#17 Tesseract 1.03 cannot recognize phototest.tif

open
nobody
None
5
2007-03-23
2007-03-23
Alex Deiter
No

Hi,

Solaris 9, sparc64, gcc 4.1.2
FreeBSD 5.3 i386, gcc 3.4.2

tesseract-1.03 with libtiff support cannot recognize phototest.tif:

$ tesseract phototest.tif text
Tesseract Open Source OCR Engine

$ cat text.txt
pmorvxu qo6 jnwbeq oAeL we gas?` ;ox~
]F1LUbGq OAGL QJG {SEA {OX` j_}.IG dF1!C}(
OAGL [{16 {SEA J`OX~ j_}JG ClI'1!C}( pLOMU qo6
gas?` ;ox~ ipe dngcg pkorvxu qod jnuabeq
j_}JG ClI'1!C}( pLOMU qo6 ]f1!JJbGq OAGL HJG
0% HIS J=OHiJ9I~
OCL COqG *3Uq 266 QJG ![ MOLK2 OU *3}} []xbG2
J.!J!e !e 9 lot 0% JS bO!U{ IGXI to [Gel {IJG

I found workaround for this bug. Please review attached file. Tested on FreeBSD i386/gcc-3.4.2 and Solaris sparc64/gcc-4.1.2:

$ tesseract phototest.tif text
Tesseract Open Source OCR Engine

$ cat text.txt
This is a lot of 12 point text to test the
ocr code and see if it works on all types
of file format.
The quick brown dog jumped over the
lazy fox. The quick brown dog jumped
over the lazy fox. The quick brown dog
jumped over the lazy fox. The quick
brown dog jumped over the lazy fox.

Thanks a lot!

Discussion

  • Alex Deiter
    Alex Deiter
    2007-03-23

    Patch for libtiff support

     
  • Logged In: NO

    I tried compiling it on cygwin after patch. It doesnt seem to work.
    It is still giving me exactly same output.

    $ cat text.txt
    pmorvxu qo6 jnwbeq oAeL we gas?` ;ox~
    ]F1LUbGq OAGL QJG {SEA {OX` j_}.IG dF1!C}(
    OAGL [{16 {SEA J`OX~ j_}JG ClI'1!C}( pLOMU qo6
    gas?` ;ox~ ipe dngcg pkorvxu qod jnuabeq
    j_}JG ClI'1!C}( pLOMU qo6 ]f1!JJbGq OAGL HJG
    0% HIS J=OHiJ9I~
    OCL COqG *3Uq 266 QJG ![ MOLK2 OU *3}} []xbG2
    J.!J!e !e 9 lot 0% JS bO!U{ IGXI to [Gel {IJG
    sandeepgiri [ at ] gmail.com

     
  • Logged In: NO

    I get segmentation fault with this patch.

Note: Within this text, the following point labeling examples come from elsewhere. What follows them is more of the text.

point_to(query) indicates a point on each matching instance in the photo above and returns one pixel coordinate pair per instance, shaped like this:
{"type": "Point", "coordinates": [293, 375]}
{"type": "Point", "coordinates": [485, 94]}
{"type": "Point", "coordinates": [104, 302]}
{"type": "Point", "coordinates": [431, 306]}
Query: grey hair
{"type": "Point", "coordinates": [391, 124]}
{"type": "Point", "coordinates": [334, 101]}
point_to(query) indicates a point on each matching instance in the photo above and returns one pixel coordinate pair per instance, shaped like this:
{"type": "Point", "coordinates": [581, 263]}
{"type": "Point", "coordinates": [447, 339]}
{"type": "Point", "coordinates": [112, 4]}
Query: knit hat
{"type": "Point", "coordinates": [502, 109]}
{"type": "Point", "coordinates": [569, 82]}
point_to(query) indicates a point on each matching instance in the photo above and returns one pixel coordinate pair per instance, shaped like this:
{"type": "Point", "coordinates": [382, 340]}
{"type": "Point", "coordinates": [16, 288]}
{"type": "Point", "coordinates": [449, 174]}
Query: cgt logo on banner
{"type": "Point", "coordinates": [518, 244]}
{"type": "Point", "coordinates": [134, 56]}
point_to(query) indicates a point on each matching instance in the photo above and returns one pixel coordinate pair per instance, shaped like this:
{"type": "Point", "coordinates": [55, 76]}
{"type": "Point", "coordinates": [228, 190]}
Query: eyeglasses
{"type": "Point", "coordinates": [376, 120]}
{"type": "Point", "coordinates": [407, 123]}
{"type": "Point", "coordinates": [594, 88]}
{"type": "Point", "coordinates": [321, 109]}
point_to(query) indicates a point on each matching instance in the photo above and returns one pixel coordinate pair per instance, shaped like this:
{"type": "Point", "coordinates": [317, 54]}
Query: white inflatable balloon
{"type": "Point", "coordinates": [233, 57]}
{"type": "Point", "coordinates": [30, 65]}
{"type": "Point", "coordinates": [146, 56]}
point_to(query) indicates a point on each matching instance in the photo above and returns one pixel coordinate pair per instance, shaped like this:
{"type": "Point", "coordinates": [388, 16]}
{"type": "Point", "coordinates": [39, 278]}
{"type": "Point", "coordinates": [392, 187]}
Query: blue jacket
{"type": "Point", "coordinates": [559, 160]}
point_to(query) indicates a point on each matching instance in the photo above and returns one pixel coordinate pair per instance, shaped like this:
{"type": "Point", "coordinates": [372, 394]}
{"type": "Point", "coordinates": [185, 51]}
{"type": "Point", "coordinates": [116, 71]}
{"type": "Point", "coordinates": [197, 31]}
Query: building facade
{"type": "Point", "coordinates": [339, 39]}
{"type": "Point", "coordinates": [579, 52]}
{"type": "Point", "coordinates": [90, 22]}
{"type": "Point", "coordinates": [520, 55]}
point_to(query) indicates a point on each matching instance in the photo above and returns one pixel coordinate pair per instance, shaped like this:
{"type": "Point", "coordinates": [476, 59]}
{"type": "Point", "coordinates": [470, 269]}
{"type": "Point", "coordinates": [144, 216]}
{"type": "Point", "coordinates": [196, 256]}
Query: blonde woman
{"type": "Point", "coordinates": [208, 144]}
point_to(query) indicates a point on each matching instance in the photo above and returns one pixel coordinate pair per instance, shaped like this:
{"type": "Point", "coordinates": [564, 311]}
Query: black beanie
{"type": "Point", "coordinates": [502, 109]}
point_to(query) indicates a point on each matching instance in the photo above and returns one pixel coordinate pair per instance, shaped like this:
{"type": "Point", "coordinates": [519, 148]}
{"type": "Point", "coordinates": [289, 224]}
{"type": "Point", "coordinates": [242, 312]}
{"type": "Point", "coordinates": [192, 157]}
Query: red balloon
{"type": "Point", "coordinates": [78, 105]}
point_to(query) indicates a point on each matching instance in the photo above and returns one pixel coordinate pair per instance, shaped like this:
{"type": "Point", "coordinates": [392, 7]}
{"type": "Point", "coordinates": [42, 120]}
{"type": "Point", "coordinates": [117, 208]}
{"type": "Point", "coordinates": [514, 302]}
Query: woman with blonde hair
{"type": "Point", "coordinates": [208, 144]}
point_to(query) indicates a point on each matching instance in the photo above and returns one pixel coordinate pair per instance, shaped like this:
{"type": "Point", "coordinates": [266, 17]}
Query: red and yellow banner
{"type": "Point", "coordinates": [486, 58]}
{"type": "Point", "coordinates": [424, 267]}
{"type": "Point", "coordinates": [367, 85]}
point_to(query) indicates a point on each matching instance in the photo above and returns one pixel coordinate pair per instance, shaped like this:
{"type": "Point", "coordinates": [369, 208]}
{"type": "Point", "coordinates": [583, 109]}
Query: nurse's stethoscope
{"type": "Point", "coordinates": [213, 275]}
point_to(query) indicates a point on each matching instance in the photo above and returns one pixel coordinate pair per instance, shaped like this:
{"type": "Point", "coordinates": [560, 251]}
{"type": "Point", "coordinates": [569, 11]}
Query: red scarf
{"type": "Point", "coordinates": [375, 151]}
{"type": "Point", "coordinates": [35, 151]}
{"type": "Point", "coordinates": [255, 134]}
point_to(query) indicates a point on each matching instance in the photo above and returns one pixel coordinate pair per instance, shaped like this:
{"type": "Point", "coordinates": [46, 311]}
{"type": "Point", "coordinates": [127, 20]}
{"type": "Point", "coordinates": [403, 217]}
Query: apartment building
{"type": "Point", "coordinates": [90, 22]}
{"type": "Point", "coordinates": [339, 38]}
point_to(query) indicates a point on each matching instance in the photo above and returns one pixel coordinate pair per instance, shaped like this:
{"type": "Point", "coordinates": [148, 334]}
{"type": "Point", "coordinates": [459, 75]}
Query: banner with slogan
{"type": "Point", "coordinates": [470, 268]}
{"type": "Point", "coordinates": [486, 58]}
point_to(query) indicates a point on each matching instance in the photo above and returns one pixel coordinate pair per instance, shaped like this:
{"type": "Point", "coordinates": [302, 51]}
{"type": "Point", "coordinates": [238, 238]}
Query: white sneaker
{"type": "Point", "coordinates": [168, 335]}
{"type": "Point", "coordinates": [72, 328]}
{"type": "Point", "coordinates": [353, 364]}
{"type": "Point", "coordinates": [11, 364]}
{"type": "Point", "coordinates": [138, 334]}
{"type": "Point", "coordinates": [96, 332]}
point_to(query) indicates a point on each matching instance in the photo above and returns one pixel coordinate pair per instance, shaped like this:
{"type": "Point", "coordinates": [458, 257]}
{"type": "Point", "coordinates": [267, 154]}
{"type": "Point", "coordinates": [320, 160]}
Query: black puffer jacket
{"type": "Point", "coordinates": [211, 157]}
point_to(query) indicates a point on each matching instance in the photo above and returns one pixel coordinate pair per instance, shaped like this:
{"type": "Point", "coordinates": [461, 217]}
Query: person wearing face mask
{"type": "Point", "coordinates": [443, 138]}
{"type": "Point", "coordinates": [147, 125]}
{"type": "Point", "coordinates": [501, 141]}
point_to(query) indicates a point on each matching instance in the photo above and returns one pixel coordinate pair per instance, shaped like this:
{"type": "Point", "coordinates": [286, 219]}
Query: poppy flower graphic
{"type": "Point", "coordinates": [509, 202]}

    gcc version 2.95.4 20011002 (Debian prerelease)
    Linux i686

     
  • Peter Fales
    Peter Fales
    2007-06-15

    Logged In: YES
    user_id=150101
    Originator: NO

    That patch didn't quite work for me (it caused tesseract to crash), but it gave me the clue to get a fix that worked for me. The original code was reading lines from the tiff file one at a time filling the buffer from the "bottom" to the "top." This resulted in trying to recognize characters that are upside down and which is the reason for the garbage in the scan results. The patch reverses the order of filling the buffer, but because it increments the pointer before storing the first line, the last line overruns the end of the buffer.

     
  • Logged In: NO

    Yes psfales suggestion works perfectly.
    I made the follwing change in tessedit.cpp
    /* Code start here */
    #if 0
    int bytes_per_line = (image_width*bpp + 7)/8;
    UINT8* dest_buf = image->get_buffer() + bytes_per_line*image_height;
    #else
    uint32 bytes_per_line = (image_width*bpp + 7)/8;
    UINT8* dest_buf = image->get_buffer();
    #endif

    // This will go badly wrong with one of the more exotic tiff formats,
    // but the majority will work OK.
    for (uint32 y = 0; y < image_height; ++y) {
    TIFFReadScanline(tif, buf, y);
    memcpy(dest_buf, buf, bytes_per_line);
    dest_buf += bytes_per_line;
    }

    /* Ends here*/

    And here is the output

    [root@PCDEVLIN tesseract-1.03]# ./tesseract phototest.tif new
    Tesseract Open Source OCR Engine

    [root@PCDEVLIN tesseract-1.03]# cat new.txt
    This is a lot of 12 point text to test the
    ocr code and see if it works on all types
    of file format.
    The quick brown dog jumped over the
    lazy fox. The quick brown dog jumped
    over the lazy fox. The quick brown dog
    jumped over the lazy fox. The quick
    brown dog jumped over the lazy fox.